??????
Later that day, Haneul smoked on the balcony.
Still in boxers and the same shirt, this time unbuttoned, fluttering in the wind like a scandal. His hair was tied up messily with a shoelace. His feet bare on the heated tile. He waved at a rich neighbor two floors down who looked up and blanched.
Then blew a kiss.
Seungho, watching from the living room, simply sipped his tea.
The next morning, the couch was occupied again—but this time with Haneul sprawled across it like a cat, one leg thrown over the back, head dangling halfway off the cushion. He’d kicked the blanket to the floor in his sleep.
Seungho picked it up and draped it back without a word.
Haneul didn’t stir. But when Seungho walked away—
“Mmm. No entering after midnight or I’ll castrate you,” he mumbled, half-asleep.
Seungho paused. “I didn’t.”
“Good.” A pause.
“…But if I’m having a nightmare or vomiting again, you can come in.
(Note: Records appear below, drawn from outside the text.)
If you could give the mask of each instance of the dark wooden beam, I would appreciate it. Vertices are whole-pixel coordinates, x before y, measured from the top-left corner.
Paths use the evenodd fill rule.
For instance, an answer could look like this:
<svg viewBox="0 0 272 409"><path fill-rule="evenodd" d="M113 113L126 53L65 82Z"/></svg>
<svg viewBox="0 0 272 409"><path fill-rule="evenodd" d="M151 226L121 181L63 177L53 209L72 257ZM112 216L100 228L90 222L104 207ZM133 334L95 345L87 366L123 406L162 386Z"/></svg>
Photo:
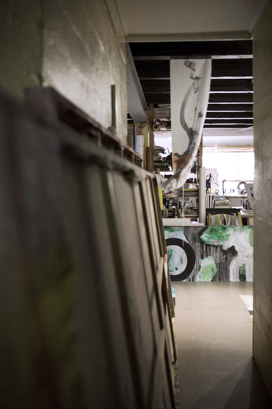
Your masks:
<svg viewBox="0 0 272 409"><path fill-rule="evenodd" d="M170 94L146 94L145 95L148 104L170 104Z"/></svg>
<svg viewBox="0 0 272 409"><path fill-rule="evenodd" d="M210 94L209 102L253 102L253 94Z"/></svg>
<svg viewBox="0 0 272 409"><path fill-rule="evenodd" d="M252 91L252 80L212 80L211 91Z"/></svg>
<svg viewBox="0 0 272 409"><path fill-rule="evenodd" d="M252 126L252 125L242 125L241 124L236 124L236 125L224 125L223 124L204 124L204 128L248 128L251 126Z"/></svg>
<svg viewBox="0 0 272 409"><path fill-rule="evenodd" d="M233 68L231 65L218 67L212 65L212 77L252 77L253 75L252 65L240 68Z"/></svg>
<svg viewBox="0 0 272 409"><path fill-rule="evenodd" d="M212 55L252 54L252 41L172 41L132 42L129 44L133 56L166 56L198 57Z"/></svg>
<svg viewBox="0 0 272 409"><path fill-rule="evenodd" d="M253 118L253 112L207 112L206 119L209 118Z"/></svg>
<svg viewBox="0 0 272 409"><path fill-rule="evenodd" d="M253 104L209 104L208 111L249 111L253 110Z"/></svg>
<svg viewBox="0 0 272 409"><path fill-rule="evenodd" d="M169 80L170 65L163 64L138 64L136 66L140 80ZM231 65L224 67L212 67L212 77L252 77L252 66L233 69ZM237 78L239 79L239 78Z"/></svg>
<svg viewBox="0 0 272 409"><path fill-rule="evenodd" d="M209 119L205 120L205 124L253 124L253 119L235 119L235 118L230 118L230 119Z"/></svg>

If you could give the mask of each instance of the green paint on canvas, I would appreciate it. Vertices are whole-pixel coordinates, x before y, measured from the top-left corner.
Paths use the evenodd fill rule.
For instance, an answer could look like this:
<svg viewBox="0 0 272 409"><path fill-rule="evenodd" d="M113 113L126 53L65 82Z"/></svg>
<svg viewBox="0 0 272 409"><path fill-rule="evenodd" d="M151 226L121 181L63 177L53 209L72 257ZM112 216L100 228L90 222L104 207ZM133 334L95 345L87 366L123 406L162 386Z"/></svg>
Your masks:
<svg viewBox="0 0 272 409"><path fill-rule="evenodd" d="M240 274L242 274L243 276L246 275L245 264L243 264L243 265L239 265L239 272Z"/></svg>
<svg viewBox="0 0 272 409"><path fill-rule="evenodd" d="M235 228L234 226L211 226L209 227L201 236L202 240L208 244L222 245L231 234L229 227Z"/></svg>
<svg viewBox="0 0 272 409"><path fill-rule="evenodd" d="M201 273L197 277L196 281L211 281L216 274L216 265L214 258L209 256L200 261Z"/></svg>

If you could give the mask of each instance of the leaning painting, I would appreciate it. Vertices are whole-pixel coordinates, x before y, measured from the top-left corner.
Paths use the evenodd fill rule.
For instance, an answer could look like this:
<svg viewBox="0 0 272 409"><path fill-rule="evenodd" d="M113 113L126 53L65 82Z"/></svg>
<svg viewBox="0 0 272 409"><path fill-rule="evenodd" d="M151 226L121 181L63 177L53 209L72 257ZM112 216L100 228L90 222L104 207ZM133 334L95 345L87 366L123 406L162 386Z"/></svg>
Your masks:
<svg viewBox="0 0 272 409"><path fill-rule="evenodd" d="M252 281L253 226L165 226L173 281Z"/></svg>

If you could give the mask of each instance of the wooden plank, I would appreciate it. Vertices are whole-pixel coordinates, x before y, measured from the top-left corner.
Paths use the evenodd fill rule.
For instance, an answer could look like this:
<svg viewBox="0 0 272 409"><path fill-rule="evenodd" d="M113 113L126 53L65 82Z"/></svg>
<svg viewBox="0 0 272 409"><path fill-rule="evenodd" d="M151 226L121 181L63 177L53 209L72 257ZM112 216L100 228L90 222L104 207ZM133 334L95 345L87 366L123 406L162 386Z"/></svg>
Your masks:
<svg viewBox="0 0 272 409"><path fill-rule="evenodd" d="M154 105L149 104L149 122L148 124L148 131L149 132L149 146L147 149L147 170L153 173L154 170L154 130L153 129L153 120L154 118Z"/></svg>
<svg viewBox="0 0 272 409"><path fill-rule="evenodd" d="M111 88L112 104L114 104L115 88ZM141 156L132 148L124 144L115 134L102 126L85 112L67 100L51 87L27 88L25 93L26 104L38 112L43 112L46 118L56 122L59 120L76 130L87 133L99 143L111 145L134 160L141 161ZM115 107L112 105L112 121Z"/></svg>
<svg viewBox="0 0 272 409"><path fill-rule="evenodd" d="M209 118L253 118L252 111L241 112L207 112L206 119Z"/></svg>
<svg viewBox="0 0 272 409"><path fill-rule="evenodd" d="M146 85L145 86L146 86ZM252 80L213 79L211 81L211 91L252 91L253 90Z"/></svg>
<svg viewBox="0 0 272 409"><path fill-rule="evenodd" d="M224 124L204 124L204 128L248 128L252 126L252 125L244 125L242 124L236 124L236 125L225 125Z"/></svg>
<svg viewBox="0 0 272 409"><path fill-rule="evenodd" d="M43 102L44 116L0 96L0 403L173 408L154 177Z"/></svg>
<svg viewBox="0 0 272 409"><path fill-rule="evenodd" d="M205 120L205 125L208 124L253 124L253 119L236 119L236 118L230 118L230 119L209 119Z"/></svg>
<svg viewBox="0 0 272 409"><path fill-rule="evenodd" d="M198 56L252 54L251 40L223 41L166 41L130 43L132 55Z"/></svg>
<svg viewBox="0 0 272 409"><path fill-rule="evenodd" d="M253 104L209 104L208 106L208 111L253 111Z"/></svg>

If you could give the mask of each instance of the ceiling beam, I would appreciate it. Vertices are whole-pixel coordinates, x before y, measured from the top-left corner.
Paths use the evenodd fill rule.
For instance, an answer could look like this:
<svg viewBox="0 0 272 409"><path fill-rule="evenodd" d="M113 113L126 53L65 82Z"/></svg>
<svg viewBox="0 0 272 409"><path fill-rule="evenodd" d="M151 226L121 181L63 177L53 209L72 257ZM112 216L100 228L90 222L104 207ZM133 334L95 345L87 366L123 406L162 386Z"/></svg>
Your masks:
<svg viewBox="0 0 272 409"><path fill-rule="evenodd" d="M216 55L251 55L252 41L172 41L130 43L134 57L169 56L198 57Z"/></svg>
<svg viewBox="0 0 272 409"><path fill-rule="evenodd" d="M209 102L253 102L253 94L210 94Z"/></svg>
<svg viewBox="0 0 272 409"><path fill-rule="evenodd" d="M253 112L207 112L206 119L209 118L253 118Z"/></svg>
<svg viewBox="0 0 272 409"><path fill-rule="evenodd" d="M127 110L135 122L146 121L147 104L140 82L130 49L126 46Z"/></svg>
<svg viewBox="0 0 272 409"><path fill-rule="evenodd" d="M233 118L230 118L230 119L209 119L209 118L206 119L205 120L205 125L207 125L207 124L212 124L214 125L215 124L221 124L221 125L223 124L240 124L242 125L253 125L253 119L235 119Z"/></svg>
<svg viewBox="0 0 272 409"><path fill-rule="evenodd" d="M170 90L170 80L152 80L141 81L144 92L157 92ZM253 84L251 80L212 80L211 91L252 91Z"/></svg>
<svg viewBox="0 0 272 409"><path fill-rule="evenodd" d="M247 111L252 112L253 104L209 104L208 111Z"/></svg>
<svg viewBox="0 0 272 409"><path fill-rule="evenodd" d="M249 128L251 126L252 126L252 125L243 125L242 126L241 124L236 124L235 125L224 125L223 124L211 125L210 124L204 124L204 128Z"/></svg>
Once.”
??????
That afternoon, he disappeared.
Seungho came out of a Zoom meeting to find the apartment empty. He texted. No reply. He called. Nothing.
Two hours later, the elevator dinged. Haneul walked in holding a plastic bag, windblown and flushed, eyes distant.
He dropped the bag on the counter. Inside: two manhwa volumes, three packs of dried squid, a bottle of iced coffee, and a new toothbrush in neon blue.
He didn’t say anything. Just walked to the couch and flopped face-first into the cushions.
Seungho stared at the toothbrush for a long time.
Then opened the iced coffee and placed it silently on the low table.
Haneul didn’t lift his head. Just gave a small, muffled grunt.
??????
By day five, the apartment had changed.
There were little signs of life scattered like feathers: a mismatched mug left near the sink. Socks hanging off a chair. A slightly broken hair tie around the shower knob. A halved foxmask on the hallway mirror. Open books. One (1) seagull sticker on the fridge . The smell of sesame oil lingering.
Seungho didn’t move any of it, nor recognized it as unwelcome:
He adjusted.
Like the mountain shifting around the storm.
On day six, the ice broke.
Haneul stood by the window at sunset, arms folded, gaze distant. He hadn’t spoken in hours. Just watched the river bleed gold into the dark.
Seungho approached slowly, mug in hand.